New research, new partnerships
In 2024, UC San Diego’s Yankelovich Center for Social Science Research is grateful for the opportunity to award over $275,000 in grants to support research by faculty and graduate students all across the School of Social Sciences. Funding went toward three distinct grant programs:
1. Faculty Research Pilot Grants to help develop major research programs aimed at pressing social problems in the United States
2. Partnership-Building Grants to build sustained and engaged partnerships between researchers and practitioners
3. Graduate Research Grants that provided $3,500 each to students who have advanced to candidacy to advance their research agendas
The Center has built on its reputation as a driver of innovative ideas that can be translated into tangible solutions for a diverse San Diego and nation.
— Zoltan Hajnal and Thad Kousser, Co-Directors
2024 Faculty Research Grants
“Developing Best Practices for Violence Risk Assessments in Youth: Implications for Clinical Practice, Decision-making, and Public Policy” -- Bonnie Kaiser (Anthropology), Aaron D. Besterman, MD (Psychiatry), Dov Fox (University of San Diego School of Law)
Mass shootings by American youth are tragically familiar and often follow missed opportunities for intervention.

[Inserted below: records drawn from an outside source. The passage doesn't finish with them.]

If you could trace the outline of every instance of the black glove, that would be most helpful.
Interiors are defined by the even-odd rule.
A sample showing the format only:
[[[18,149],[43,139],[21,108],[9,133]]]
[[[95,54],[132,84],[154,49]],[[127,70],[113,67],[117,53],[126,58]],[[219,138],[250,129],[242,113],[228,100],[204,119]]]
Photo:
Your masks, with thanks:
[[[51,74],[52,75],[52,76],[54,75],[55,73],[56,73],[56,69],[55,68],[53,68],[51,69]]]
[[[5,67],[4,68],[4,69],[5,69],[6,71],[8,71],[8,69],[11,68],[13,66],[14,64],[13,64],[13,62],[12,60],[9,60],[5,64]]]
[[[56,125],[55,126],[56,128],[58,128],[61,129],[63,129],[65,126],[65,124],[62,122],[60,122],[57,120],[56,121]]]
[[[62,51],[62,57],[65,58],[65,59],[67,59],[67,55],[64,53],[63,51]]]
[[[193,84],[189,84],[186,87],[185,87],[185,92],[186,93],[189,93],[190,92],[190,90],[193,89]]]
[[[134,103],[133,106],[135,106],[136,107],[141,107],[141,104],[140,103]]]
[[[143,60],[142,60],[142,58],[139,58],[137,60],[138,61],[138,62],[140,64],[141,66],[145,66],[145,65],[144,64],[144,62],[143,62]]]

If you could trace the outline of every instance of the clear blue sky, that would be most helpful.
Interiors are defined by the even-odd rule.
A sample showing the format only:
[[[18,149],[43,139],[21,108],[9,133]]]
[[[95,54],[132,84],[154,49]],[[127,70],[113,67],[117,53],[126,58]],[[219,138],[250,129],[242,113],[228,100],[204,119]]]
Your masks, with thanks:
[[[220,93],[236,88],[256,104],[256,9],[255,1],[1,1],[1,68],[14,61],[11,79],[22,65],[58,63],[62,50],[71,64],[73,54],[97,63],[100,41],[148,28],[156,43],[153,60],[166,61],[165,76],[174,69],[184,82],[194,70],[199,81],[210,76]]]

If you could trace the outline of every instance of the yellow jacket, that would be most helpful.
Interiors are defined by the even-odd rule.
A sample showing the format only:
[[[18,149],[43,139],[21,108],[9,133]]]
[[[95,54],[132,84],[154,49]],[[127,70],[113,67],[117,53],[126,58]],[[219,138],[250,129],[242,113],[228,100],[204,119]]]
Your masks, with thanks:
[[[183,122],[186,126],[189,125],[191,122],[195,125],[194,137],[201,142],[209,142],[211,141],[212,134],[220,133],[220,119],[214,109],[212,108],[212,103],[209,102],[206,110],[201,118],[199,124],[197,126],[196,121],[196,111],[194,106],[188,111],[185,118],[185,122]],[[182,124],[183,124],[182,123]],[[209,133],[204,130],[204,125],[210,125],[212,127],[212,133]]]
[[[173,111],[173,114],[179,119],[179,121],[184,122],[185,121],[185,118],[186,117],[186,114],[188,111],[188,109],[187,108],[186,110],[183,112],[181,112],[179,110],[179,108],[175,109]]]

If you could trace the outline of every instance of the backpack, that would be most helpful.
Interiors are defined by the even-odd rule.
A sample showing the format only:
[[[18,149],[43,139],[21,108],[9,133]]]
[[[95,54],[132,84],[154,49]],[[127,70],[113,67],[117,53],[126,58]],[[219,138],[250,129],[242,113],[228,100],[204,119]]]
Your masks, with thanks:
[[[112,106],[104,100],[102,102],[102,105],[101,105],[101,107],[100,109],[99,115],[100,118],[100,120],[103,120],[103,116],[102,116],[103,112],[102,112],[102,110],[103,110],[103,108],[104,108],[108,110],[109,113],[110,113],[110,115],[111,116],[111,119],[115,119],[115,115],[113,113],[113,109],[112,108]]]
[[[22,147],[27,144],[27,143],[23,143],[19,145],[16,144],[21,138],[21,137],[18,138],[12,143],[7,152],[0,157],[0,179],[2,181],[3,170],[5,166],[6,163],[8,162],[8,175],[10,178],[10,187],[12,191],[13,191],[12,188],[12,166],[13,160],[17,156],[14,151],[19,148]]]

Youth who make violent threats are typically brought to the hospital for psychiatric evaluations. Clinicians then decide whether they should go home, be hospitalized, or be transferred to a correctional setting. This research will examine current practices that emergency department psychiatrists use for assessing risk of violence among youth in order to develop best-practice guidelines for clinicians. The research will be guided by bioethics principles of promoting welfare of patients and fairness in resource allocation, while reducing undue harm, institutional bias, and systemic discrimination.

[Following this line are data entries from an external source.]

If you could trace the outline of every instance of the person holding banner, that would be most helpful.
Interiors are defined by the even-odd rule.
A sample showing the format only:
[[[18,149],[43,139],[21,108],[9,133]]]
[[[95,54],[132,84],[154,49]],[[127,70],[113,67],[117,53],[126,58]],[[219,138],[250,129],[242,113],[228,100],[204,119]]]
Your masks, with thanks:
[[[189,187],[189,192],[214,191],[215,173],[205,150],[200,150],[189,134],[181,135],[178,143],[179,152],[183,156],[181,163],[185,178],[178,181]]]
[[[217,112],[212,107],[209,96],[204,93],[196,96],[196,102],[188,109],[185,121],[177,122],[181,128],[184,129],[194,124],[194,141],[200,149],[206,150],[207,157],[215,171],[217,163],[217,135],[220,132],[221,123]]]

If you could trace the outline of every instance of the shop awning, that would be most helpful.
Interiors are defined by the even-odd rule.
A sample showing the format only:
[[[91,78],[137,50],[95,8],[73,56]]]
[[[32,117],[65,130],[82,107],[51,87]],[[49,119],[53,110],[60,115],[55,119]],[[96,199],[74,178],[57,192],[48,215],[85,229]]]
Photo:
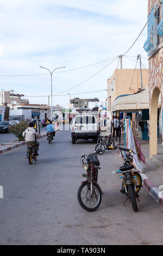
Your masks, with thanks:
[[[159,99],[158,108],[161,106],[161,95]],[[141,111],[149,108],[149,92],[148,90],[140,92],[135,94],[118,97],[112,105],[112,111]]]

“Developing Best Practices for AI Use in Education” -- Gail Heyman (Psychology), Amy Eguchi (Education), David Danks (Data Science and Philosophy), Tal Walzer (Psychology)

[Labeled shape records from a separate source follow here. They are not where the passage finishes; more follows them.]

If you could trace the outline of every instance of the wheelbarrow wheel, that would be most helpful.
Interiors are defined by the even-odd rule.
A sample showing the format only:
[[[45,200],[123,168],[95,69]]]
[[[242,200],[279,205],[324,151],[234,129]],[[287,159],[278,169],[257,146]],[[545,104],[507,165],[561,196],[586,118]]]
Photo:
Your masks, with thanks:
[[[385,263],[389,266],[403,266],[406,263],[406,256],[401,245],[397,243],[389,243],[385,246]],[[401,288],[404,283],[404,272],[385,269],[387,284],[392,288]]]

This project will investigate generative AI within educational settings, aiming to understand its present impact and to formulate responsible integration strategies for classroom use. It will be grounded in learning science principles and will incorporate insights from a range of perspectives, including those of students, educators, and AI specialists. The emphasis will be on creating AI-integrated lessons to enhance understanding and knowledge retention among students in under-resourced high schools.
“Research-Practice Partnership on Increasing College STEM Instructors’ Equitable Teaching Competencies and Student Success” -- Andrew Estrada Phuong (Education Studies), Carolyn Hofstetter (Education Studies), Fan Huang (Biological Sciences), Judy Nguyen, Erilynn Heinrichsen (Teaching and Learning Commons), Stanley Lo (Biological Sciences)
We will leverage research-practice partnerships at UC San Diego (UCSD) to scale equitable and anti-racist pedagogies. Based on randomized controlled trials at UC Berkeley, we developed a STEM pedagogy-course intervention that significantly enhanced 129 instructors’ equitable teaching competencies and their students' achievement. With grant funding at UCSD, we plan to expand and refine this professional development model, grounded in adaptive equity-oriented pedagogy (AEP), which has significantly increased learner engagement, success, sense of community, and belonging.